The filters you submit on July 13 must work with
the spam filter evaluation toolkit (see below).
After filter submission I will release the
public corpora. You should then run the
filters you submitted (without modification)
on the public corpora and submit the result
files by August 23.
There will be two public corpora: one with
about 40,000 mostly-English emails. One with
Chinese. Here's a small sample Chinese
I have 175,000 Chinese emails. Do you want
the whole thing, or should I cut it to 100,000
or even less? Comments welcome.
If you want the public corpora early, I'll
release them provided you assure me that you
have already submitted your Filter.
We have created a new version of the evaluation
toolkit. It should be "backwards compatible" in
that previous filters and run-files should work.

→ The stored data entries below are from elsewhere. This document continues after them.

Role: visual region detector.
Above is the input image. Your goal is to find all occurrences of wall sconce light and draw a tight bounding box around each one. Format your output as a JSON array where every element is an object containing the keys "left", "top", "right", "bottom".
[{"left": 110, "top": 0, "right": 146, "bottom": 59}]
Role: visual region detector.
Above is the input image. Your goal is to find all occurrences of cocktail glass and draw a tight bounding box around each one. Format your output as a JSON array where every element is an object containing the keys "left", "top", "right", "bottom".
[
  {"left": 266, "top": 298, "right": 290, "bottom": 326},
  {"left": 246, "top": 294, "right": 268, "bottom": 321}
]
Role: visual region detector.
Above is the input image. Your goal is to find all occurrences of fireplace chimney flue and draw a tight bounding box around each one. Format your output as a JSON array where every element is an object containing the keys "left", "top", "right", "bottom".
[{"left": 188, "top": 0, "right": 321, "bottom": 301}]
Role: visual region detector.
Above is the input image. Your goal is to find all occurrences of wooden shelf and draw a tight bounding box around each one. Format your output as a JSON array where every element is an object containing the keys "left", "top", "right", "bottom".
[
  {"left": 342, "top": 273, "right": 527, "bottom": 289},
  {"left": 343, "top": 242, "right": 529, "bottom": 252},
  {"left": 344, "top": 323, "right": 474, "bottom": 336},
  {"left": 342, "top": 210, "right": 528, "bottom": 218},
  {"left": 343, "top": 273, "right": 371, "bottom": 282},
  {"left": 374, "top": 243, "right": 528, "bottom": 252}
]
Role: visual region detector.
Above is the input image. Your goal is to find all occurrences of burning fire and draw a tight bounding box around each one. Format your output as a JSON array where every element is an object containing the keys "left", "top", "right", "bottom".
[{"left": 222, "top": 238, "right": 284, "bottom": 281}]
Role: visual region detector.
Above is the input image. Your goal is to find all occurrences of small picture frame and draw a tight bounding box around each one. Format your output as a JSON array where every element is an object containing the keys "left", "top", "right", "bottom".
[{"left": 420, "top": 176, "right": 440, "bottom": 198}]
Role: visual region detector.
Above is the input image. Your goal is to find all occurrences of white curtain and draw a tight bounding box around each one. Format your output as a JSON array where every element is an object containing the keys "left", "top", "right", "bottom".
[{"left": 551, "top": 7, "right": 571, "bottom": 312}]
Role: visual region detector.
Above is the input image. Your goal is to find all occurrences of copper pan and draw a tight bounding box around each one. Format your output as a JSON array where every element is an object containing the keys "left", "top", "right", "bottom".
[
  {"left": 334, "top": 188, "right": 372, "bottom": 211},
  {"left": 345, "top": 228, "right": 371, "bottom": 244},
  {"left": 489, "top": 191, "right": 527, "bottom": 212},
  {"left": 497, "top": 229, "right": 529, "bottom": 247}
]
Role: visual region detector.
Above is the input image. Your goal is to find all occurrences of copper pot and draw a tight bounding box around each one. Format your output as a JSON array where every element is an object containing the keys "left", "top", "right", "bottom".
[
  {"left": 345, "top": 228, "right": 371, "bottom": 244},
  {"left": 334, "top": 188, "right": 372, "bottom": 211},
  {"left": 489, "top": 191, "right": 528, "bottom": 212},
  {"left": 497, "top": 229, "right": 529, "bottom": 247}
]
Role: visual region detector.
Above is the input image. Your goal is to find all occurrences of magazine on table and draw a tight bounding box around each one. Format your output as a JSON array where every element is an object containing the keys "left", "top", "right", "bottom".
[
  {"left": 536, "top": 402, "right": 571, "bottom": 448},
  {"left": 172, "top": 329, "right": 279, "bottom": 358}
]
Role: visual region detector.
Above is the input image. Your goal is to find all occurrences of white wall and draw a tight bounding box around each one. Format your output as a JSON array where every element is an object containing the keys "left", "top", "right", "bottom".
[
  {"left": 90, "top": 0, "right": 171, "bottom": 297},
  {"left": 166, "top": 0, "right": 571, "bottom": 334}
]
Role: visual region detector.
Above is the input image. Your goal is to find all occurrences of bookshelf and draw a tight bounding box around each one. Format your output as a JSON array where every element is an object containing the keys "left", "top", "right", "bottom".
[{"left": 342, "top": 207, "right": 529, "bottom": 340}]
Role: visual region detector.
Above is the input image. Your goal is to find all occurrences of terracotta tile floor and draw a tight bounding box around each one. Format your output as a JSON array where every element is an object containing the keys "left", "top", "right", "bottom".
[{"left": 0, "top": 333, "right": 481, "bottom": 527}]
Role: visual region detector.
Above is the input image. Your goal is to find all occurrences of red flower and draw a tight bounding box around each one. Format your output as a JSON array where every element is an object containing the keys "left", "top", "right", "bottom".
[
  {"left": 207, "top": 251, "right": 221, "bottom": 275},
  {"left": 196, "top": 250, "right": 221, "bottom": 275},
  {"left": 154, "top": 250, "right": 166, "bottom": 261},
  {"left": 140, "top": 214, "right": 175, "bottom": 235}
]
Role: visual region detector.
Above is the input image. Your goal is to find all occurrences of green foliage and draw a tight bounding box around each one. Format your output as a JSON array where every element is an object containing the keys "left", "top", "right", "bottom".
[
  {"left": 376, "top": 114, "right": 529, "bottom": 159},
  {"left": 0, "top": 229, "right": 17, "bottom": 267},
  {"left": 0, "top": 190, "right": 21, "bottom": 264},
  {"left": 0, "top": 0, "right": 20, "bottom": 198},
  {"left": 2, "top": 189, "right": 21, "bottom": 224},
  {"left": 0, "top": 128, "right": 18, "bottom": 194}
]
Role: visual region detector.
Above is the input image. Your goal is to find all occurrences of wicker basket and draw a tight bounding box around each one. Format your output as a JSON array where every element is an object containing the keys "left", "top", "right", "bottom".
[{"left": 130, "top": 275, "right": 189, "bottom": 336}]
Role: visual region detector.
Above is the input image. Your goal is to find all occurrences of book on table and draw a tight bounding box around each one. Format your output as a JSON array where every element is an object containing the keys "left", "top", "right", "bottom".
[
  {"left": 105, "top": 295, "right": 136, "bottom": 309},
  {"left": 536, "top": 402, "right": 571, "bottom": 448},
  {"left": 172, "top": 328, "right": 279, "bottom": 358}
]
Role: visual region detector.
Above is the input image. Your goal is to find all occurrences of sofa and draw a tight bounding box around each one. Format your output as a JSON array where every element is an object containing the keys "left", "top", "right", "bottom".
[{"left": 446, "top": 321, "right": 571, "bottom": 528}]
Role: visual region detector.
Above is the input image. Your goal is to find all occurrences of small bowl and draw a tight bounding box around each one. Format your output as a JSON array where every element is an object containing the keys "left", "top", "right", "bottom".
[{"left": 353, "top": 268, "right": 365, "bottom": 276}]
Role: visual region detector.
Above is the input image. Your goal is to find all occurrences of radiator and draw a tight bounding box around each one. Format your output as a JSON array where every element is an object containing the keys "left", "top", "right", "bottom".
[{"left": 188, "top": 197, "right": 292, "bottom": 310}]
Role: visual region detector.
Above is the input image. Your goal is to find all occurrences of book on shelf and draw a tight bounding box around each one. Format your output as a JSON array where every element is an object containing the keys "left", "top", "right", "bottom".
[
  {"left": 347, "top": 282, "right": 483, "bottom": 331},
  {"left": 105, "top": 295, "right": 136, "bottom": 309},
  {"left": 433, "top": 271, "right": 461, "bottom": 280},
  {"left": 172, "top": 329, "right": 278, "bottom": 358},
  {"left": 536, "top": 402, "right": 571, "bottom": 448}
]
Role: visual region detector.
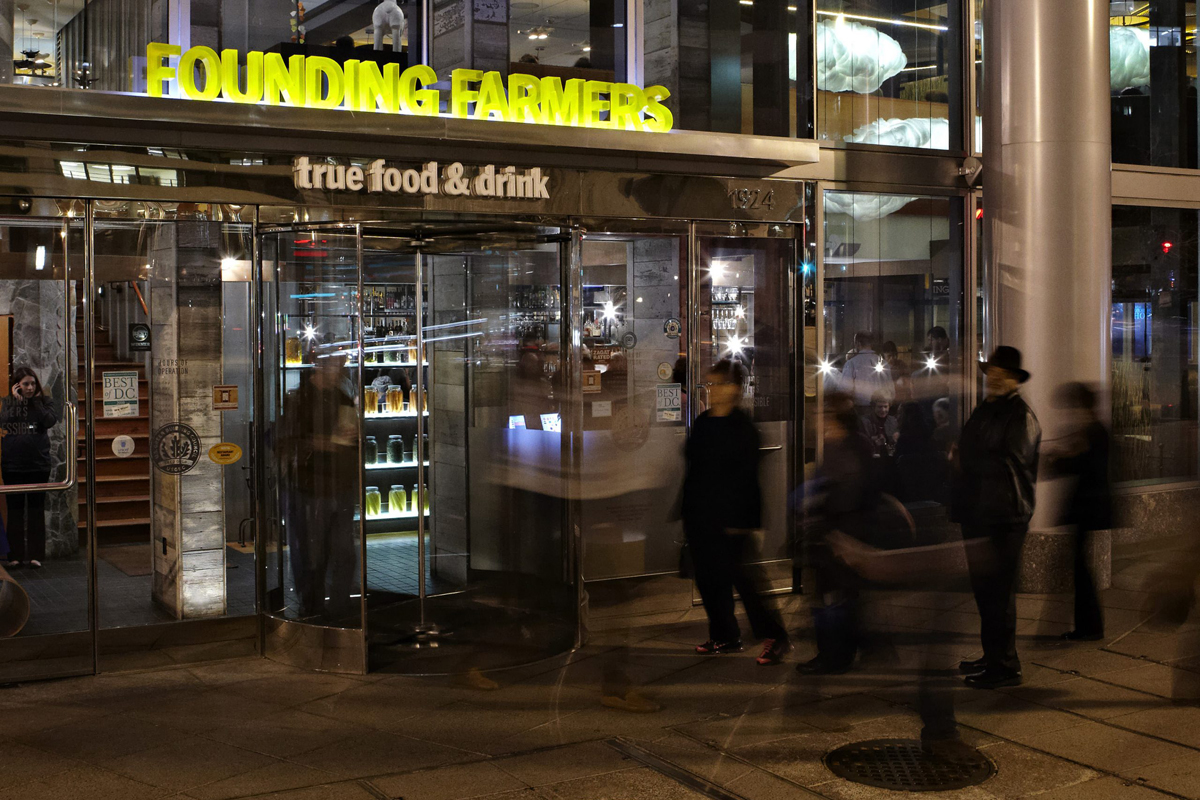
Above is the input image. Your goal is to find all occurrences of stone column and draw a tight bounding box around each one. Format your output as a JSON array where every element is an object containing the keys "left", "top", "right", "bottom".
[{"left": 982, "top": 0, "right": 1112, "bottom": 590}]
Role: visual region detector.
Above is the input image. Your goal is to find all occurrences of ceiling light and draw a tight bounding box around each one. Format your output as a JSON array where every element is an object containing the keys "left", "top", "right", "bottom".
[{"left": 816, "top": 9, "right": 949, "bottom": 32}]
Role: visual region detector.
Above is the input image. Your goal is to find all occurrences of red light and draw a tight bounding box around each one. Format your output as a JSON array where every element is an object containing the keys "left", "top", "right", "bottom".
[
  {"left": 975, "top": 208, "right": 983, "bottom": 220},
  {"left": 1162, "top": 241, "right": 1174, "bottom": 254}
]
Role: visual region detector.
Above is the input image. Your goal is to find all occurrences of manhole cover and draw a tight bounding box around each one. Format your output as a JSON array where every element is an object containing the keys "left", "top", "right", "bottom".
[{"left": 824, "top": 738, "right": 994, "bottom": 792}]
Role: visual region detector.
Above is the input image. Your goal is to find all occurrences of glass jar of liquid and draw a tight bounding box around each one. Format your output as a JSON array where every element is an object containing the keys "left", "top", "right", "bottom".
[
  {"left": 387, "top": 386, "right": 404, "bottom": 414},
  {"left": 364, "top": 386, "right": 378, "bottom": 415},
  {"left": 389, "top": 485, "right": 407, "bottom": 514},
  {"left": 365, "top": 486, "right": 382, "bottom": 517},
  {"left": 387, "top": 435, "right": 406, "bottom": 464},
  {"left": 285, "top": 336, "right": 302, "bottom": 365},
  {"left": 364, "top": 436, "right": 378, "bottom": 465},
  {"left": 422, "top": 482, "right": 430, "bottom": 513}
]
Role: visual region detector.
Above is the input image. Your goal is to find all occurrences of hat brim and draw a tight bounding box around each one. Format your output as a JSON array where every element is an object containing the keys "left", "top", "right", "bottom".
[{"left": 980, "top": 360, "right": 1030, "bottom": 383}]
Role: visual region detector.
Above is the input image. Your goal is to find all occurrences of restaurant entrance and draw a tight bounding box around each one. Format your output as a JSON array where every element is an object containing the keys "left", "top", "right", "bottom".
[{"left": 259, "top": 220, "right": 580, "bottom": 674}]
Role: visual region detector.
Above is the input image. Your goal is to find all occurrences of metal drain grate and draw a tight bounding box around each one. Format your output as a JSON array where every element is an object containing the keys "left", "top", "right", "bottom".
[{"left": 824, "top": 738, "right": 995, "bottom": 792}]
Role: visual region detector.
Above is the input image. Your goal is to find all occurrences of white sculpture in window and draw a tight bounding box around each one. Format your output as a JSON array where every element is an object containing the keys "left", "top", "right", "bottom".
[{"left": 373, "top": 0, "right": 407, "bottom": 52}]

It has been extended to handle delayed feedback.
The toolkit includes the SpamAssassin corpus -
both ideal feedback (as for TREC 2005) and
delayed feedback (which TREC 2006 will do
in addition to immediate feedback).
As well as the toolkit there's an update for the
TREC 2005 public corpus -- for delayed feedback.
Download this (and the 2005 corpus if you don't
already have it), too.
Note that the delayed feedback test is considerably
"harder" than the ideal feedback, yielding inferior
results. Feel free to investigate methods to
overcome this difference in your filter.